Most of the developed numerical studies in the respiratory system till now have analyzed the airflow pattern using rigid walls and approximated airways geometries.5,20,26 Cebral and Summers5 developed a CFD model using a four-generations geometry. They studied the central tracheal and bronchial airways by using a virtual bronchoscopy reconstruction method. Nowak et al.26 demonstrated a four-subunit CFD simulation method for the human tracheobronchial tree. They economized on computational effort by segmenting the first 12 generations into four generation “tranches.” Ma and Lutchen20 developed a six-generations model in which flow pattern were predicted under turbulent conditions using zero-pressure outlet conditions. Only few studies are based on an accurate airway geometry coming from computed tomography (CT) or magnetic resonance (MRI).18,25,40,39 Moreover, these studies (both using simplified or real geometries) do not take airway deformation and fluid–solid interaction (FSI) into account.1,4,16,17,20,26,38 In particular, Zhang and Kleinstreuer39 analyzed targeted aerosol drug deposition in a rigid triple bifurcation tracheobronchial airway model.

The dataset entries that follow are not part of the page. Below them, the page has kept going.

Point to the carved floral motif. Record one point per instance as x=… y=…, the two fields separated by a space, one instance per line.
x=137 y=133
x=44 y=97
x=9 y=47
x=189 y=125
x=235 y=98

Nithiarasu et al.25 performed a steady-state simulation of a human tracheal model while Liu et al.18 analyzed the unsteady flow patterns in a patient-specific human healthy trachea during inspiration under turbulent condition.

Regarding solid mechanics, Costantino et al.6 analyzed the collapsibility of the trachea under different pressure conditions, although they did not considered the fluid itself. FSI studies in lower airway geometries were done only in the lower cartilage-free generations of the lung and were restricted to simplified models/geometries and to single bifurcations.11,12,13,30,36 Only the work developed by Wall and Rabczuk35 analyzed the behavior of the trachea using a FSI analysis although they considered a simplified model for the composing material. Regarding the constitutive behavior of the tracheal walls, there is a large dispersion of the mechanical properties of the different tissues that composed the trachea, and only few studies have analyzed their mechanical behavior for humans.28,29,34,37 While some works isolated a single cartilage ring simplifying the material constitutive model as isotropic elastic,6,34 the studies of Rains and coworkers28,29 shed light in the tracheal cartilage properties analyzing the tensile stiffness of the human tracheal cartilage rings in specimens obtained at autopsy from 10 individuals who ranged in age from 17 to 81. Moreover, many of the previous works studying the human tracheal smooth muscle dealt with its plasticity, stiffness and extensibility, and the influence of the temperature on force–velocity relationships.10 As far as the authors know, there is no numerical model that combines a realistic constitutive model of the tracheal walls in a fluid structure code that can predict accurate deformations of the trachea during coughing.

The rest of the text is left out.